The moratorium on the deportation of Zimbabwean citizens living in South Africa has ended and the SA government has secretly begun returning undocumented nationals to Zimbabwe, according to immigration rights group People Against Suffering Oppression and Poverty (Passop). Having been in place since April 2009 and extended several times, the moratorium was set to finally end once Home Affairs completed its Zimbabwe Documentation Project, which sought to offer undocumented Zimbabweans legal status and relieve pressure on the asylum seeker management system.
Both the Zimbabwe Exiles Forum (ZEF) and Passop have expressed concern over beginning deportations at this time. Gabriel Shumba, executive director of ZEF, said that with the uncertainty over the upcoming elections and recent violence, the political situation in Zimbabwe is far from stable. Shumba believes that Home Affairs will be exposing deportees to election violence should they begin sending them back now.
Braam Hanekom, Passop director, added that with Census 2011 starting next week, beginning deportations now for the first time in two years, undermines the credibility of the population count, “as surely undocumented Zimbabweans will not answer doors to be counted and will do everything they can to avoid arrest and deportation”. Hanekom also said that lifting of the moratorium is counter to what Mkuseli Apleni, Home Affairs director-general, has been saying all along.

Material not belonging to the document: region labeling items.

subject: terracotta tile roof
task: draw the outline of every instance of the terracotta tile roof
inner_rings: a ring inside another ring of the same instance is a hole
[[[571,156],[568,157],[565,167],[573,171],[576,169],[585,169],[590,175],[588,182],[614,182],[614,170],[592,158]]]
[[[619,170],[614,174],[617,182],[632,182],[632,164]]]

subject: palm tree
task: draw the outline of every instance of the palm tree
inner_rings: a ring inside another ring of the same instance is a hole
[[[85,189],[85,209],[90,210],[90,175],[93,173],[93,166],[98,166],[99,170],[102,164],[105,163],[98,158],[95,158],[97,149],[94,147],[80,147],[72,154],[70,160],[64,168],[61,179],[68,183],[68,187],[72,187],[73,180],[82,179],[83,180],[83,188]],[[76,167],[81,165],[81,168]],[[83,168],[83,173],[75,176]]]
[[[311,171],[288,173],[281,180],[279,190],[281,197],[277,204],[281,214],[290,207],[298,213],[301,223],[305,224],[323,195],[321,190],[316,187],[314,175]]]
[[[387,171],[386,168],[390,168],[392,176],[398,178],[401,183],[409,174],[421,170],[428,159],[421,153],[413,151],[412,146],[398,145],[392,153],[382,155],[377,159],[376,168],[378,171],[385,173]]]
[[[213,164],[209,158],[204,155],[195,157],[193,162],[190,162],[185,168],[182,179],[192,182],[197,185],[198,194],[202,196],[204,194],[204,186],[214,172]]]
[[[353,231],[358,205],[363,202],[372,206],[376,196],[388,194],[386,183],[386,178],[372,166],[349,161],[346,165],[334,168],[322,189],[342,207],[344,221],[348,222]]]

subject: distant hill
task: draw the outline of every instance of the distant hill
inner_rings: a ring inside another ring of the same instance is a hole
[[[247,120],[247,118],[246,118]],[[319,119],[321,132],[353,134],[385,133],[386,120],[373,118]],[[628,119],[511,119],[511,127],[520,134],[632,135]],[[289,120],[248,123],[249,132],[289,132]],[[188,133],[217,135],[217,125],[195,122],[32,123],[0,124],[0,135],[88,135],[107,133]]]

Apleni had reiterated several times this year that the South African government would not be deporting any undocumented Zimbabwean nationals until it has completed processing all applications under the documentation project. Apleni made the same undertaking to the parliamentary portfolio committee for Home Affairs, according to Hanekom.
At a media briefing in Cape Town on Thursday, home affairs minister Nkosazana Dlamini-Zuma said that the project was in its final phases. She said her department is sending text messages telling applicants to come in to have their fingerprints taken and submit outstanding documents. Some of the messages have not been delivered as applicants may have changed numbers or returned to Zimbabwe, Dlamini-Zuma added.
On deportations and the moratorium, Dlamini-Zuma said, “There is no blanket moratorium on Zimbabweans. How can we be a country that says if you’re from Zimbabwe, just break our immigration laws, its fine? We can’t be. That moratorium was for a particular period, that’s why people had to register. It wasn’t just a blanket. If you break our [immigration] laws, we will arrest you.”
In his most recent briefing to the home affairs portfolio committee, Jack Monedi, acting chief director for permits, said that the department had received 275,762 applications. Of these, 134,369 had been approved and issued, and 141,393 had been pre-adjudicated and checked. He said 116,900 applications were incomplete.
It is unclear how many Zimbabweans failed to apply for status under the project or how many have entered the country since the 31 December 2010 application deadline. But with the continuing political situation in Zimbabwe and its effect on the country’s internal security and economy, the project may have in effect set the counter back to zero. Until all Zimbabweans begin to feel safe and believe they can prosper in their home country, the numbers of undocumented Zimbabweans in South African will begin rise to the point where the asylum system cannot cope again.
In the meantime, with this latest move, Passop claims Home Affairs is undoing all the progress made so far in assessing how many Zimbabweans are in South Africa. It says the government is perpetuating the plight of undocumented Zimbabweans and adding to instability in South African communities.